First let's define some terms.
Your accrued benefit is a monthly benefit payable at your normal retirement age (usually 65). It is usually a life-only benefit but may have a number of years guaranteed or may have a survivor piece. It is defined by a plan formula (ie, it is a defined benefit).
A lump sum is how much that accrued benefit is worth right now. Lump sums are based on applicable interest rates and mortality tables specified by the IRS (interest rates are released monthly, mortality annually).
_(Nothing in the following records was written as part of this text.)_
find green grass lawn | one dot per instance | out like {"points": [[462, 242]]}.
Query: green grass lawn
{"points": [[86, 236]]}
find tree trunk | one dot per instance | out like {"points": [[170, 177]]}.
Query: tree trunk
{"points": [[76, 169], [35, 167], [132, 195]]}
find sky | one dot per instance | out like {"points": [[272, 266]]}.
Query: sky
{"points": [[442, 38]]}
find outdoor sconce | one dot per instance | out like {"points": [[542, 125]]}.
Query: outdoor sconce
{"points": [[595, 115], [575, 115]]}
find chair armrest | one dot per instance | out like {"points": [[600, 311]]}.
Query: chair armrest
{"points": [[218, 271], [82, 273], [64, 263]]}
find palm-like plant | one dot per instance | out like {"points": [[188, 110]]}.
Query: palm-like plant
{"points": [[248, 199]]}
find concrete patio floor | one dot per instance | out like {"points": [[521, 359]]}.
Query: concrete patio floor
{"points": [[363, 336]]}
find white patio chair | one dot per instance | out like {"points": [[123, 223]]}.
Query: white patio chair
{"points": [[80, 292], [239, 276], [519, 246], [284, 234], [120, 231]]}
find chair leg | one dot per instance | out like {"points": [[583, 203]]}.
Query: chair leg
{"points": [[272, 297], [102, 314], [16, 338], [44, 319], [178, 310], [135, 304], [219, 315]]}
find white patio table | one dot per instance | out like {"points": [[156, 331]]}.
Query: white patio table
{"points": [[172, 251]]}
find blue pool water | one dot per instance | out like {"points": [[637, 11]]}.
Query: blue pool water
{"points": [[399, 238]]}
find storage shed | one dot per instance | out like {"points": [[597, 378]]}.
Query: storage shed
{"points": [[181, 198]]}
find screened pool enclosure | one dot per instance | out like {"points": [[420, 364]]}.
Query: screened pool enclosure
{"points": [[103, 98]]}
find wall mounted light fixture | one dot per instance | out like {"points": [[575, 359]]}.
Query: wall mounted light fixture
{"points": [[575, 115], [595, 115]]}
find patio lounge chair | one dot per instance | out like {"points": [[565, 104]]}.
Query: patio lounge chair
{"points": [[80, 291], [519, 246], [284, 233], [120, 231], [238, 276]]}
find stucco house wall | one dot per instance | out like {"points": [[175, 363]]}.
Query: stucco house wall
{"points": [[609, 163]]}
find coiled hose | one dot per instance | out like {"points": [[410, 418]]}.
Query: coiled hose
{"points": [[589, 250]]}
Your plan can either use the same interest rates for a whole year, or they can use new ones each month.
Affecting your lump sum is whether your accrued benefit is payable now (immediately, you are age 65), or later (deferred, you are now age 30).
For example, instead of being paid an annuity assume you are paid just one payment of $1,000 on your 65th birthday. The lump sum of that for a 65 year old would be $1,000 since there would be no interest discount, and no chance of dying before payment. For a 30 year old, at 4% interest the lump sum would be about $237 (including mortality discount). At age 36 the lump sum is $246. So the lump sum will get bigger just because you get older.
Very important is the interest discount. At age 30 in the example, 2% interest would produce a $467 lump sum. And at 6% $122. The bigger the rate, the smaller the lump sum because interest helps an amount now grow bigger in the future.
To complicate things, since 2008 the IRS bases lump sums on 3 different interest rates. The monthy annuity payments made within 5 years of the lump sum date use the 1st rate, past 5 and within 20 years use the 2nd rate, and past that use the 3rd rate.
Since you are age 30, all of your monthly annuity payments would be made after 20 years, so that makes it simple since we'll only have to look at the 3rd rate. When you reach age 45 the 2nd rate will kick in.
Here is the table of interest rates published by the IRS:
You'll find your rates above on the 2013 line for Aug-12. That means your lump sum is being made in 2013 and it is being based on the month August 2012. Most likely your plan will use the same rates for its entire plan year. But what is your plan year? If it is the calendar year, then you would have a 5 month lookback for the rates. But if is a September to August plan year with a 1 month lookback, the rates would have changed between August and September. Your August lump sum would be based on 4.52%, your September on would be based on 5.58% (see the All line for Aug-13).
For comparison, a 30 year old with a $100 annuity payable at age 65 would have a lump sum value of $3,011 at 4.52%, but a lump sum value of $1,931 at 5.58%.
The change in your accrued benefit by month will obviously have some impact on the lump sum value, but not as much as the change in interest rates if there is one.
The amount they actually contribute to the plan has nothing to do with the value of the lump sum though.